The only people that ever said Roberto the Bot was funny were his mom and his 6 year old brother. He wanted to know for sure which jokes were funny and which were not, so he turned to machine learning for help.
What it does
A user can chat with Robert and he will tell them jokes. Robert will them ask for a picture of the user’s reaction. Robert will use its fancy-pants machine learning model to determine if the user is smiling or not, and therefore if they liked the joked.
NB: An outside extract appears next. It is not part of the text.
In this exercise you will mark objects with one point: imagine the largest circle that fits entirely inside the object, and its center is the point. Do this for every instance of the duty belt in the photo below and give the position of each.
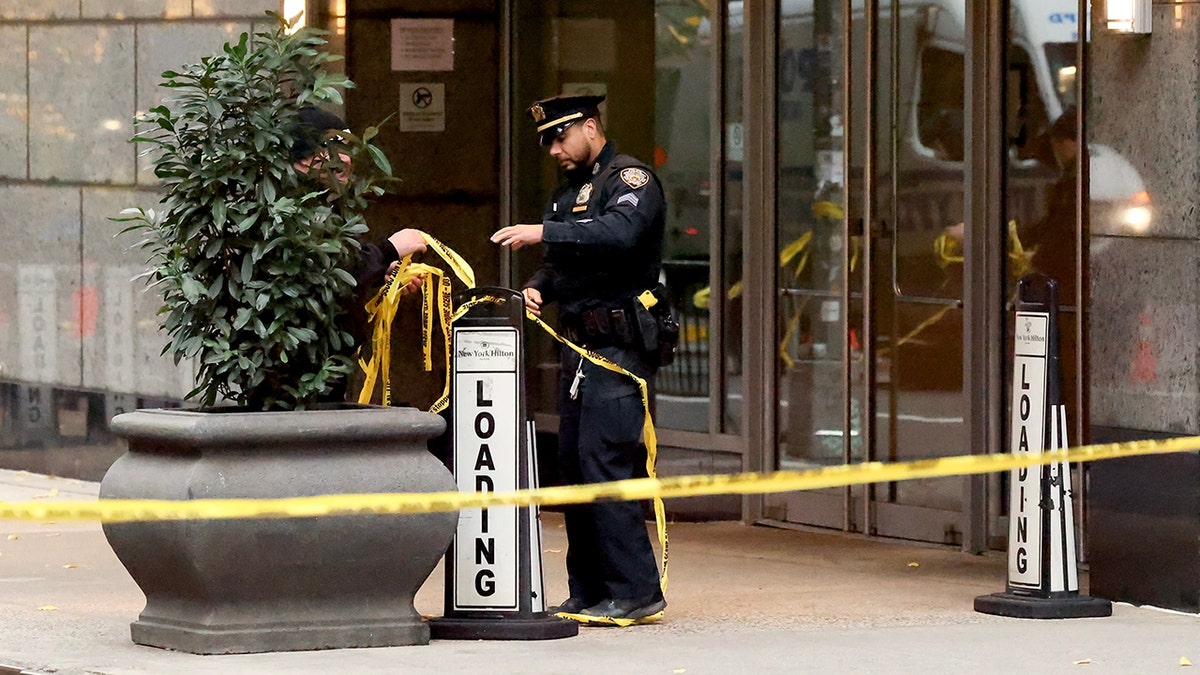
(601, 327)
Robert then ranks his jokes based on how many people like them or not.
How we built it
First we used a web crawler to gather many pictures of people smiling, with neutral expressions or sad. Then we wrote a Python program using OpenCV to identify the faces in the pictures, crop them and format them to a size that our model can accept.
Our classifier model was built using keras library with a tensorflow backend and used a Convolutional Neural Network to classify faces as smiling, neutral or sad. We trained our model using the CNN (9 layers) and achieved an accuracy of 65% despite hardware bottlenecks. For our training data we used the faces obtained from crawling as well as a kaggle dataset. We used approximately 16 200 for training and 6 000 for testing.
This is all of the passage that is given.